# An Unusual Generalization of the Pythagorean Theorem

Tran Quang Hung found an extention of the Pythagorean theorem:

In $\Delta ABC,$ $AD,$ $BE,$ $CF,$ are the altitudes. Triangles $BCX,$ $CEY,$ and $BFZ$ outside $\Delta ABC$ are equlateral. Denote $[X]$ the area of shape $X.$ Then $[\Delta BCX]=[\Delta ACY]+[\Delta ABZ].$

This is a true generalization of the Pythagorean theorem which is obtained when angle at $A$ is right. Moreover, it holds for any triangle.
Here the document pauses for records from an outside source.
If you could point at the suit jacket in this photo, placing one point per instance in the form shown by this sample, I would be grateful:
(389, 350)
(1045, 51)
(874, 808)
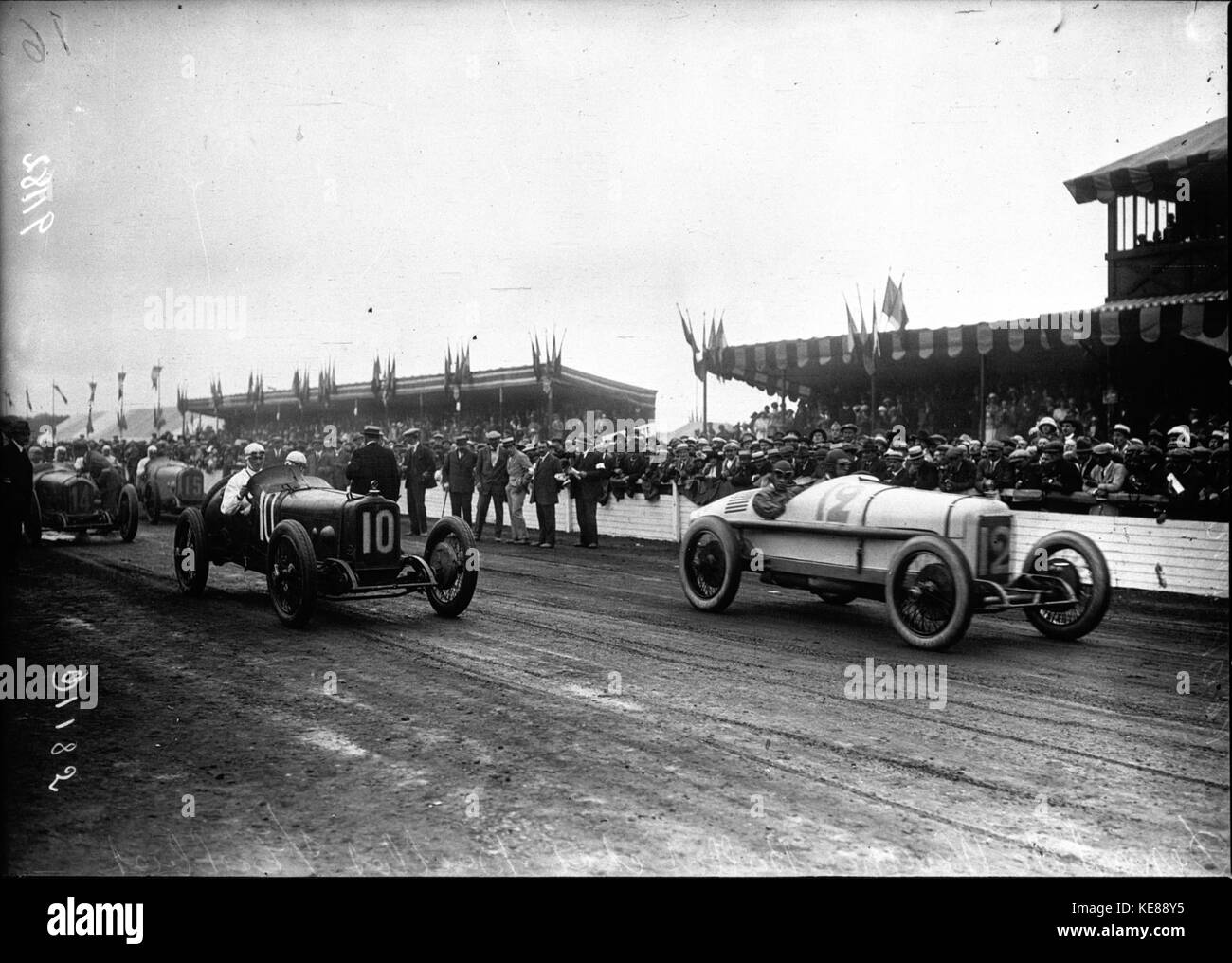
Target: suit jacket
(518, 468)
(491, 480)
(17, 470)
(420, 467)
(459, 470)
(594, 469)
(543, 484)
(371, 463)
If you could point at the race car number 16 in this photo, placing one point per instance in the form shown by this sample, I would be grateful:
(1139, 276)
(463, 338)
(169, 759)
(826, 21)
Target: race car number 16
(377, 527)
For an acute (as above); when the angle at $A$ is obtuse: Or even when, say, the angle at $C$ is obtuse. In the latter case, the extended Pythagorean identity should be understood algebraically, viz., $[\Delta BCX]=[\Delta ABZ]-[\Delta ACY].$

### Proof

Circle $(AB)$ an $AB$ as a diameter passes through $D$ and $E.$ Similarly $AC$ passes through $D$ and $F.$ The Power of a point theorem shows that $CD\cdot CB=CE\cdot CA$ and $BD\cdot BC=BF\cdot BA.$ Thus we deduce

\begin{align}\displaystyle \frac{4}{\sqrt3}[\Delta BCX] &= BC^2\\ &=BC\cdot (DB+DC)\\ &=BD\cdot BC+CD\cdot CB\\ &=BF\cdot BA+CE\cdot CA\\ &=\frac{2}{\sqrt3}dist(Z,AB)\cdot BA+\frac{2}{\sqrt3}dist(Y,AC)\cdot CA\\ &=\frac{2}{\sqrt3}(2[\Delta ACY]+2[\Delta ABZ]), \end{align}

as required.

Note that the basic identity $BC^{2}=BF\cdot BA+CE\cdot CA$ is the essence of Proof #102.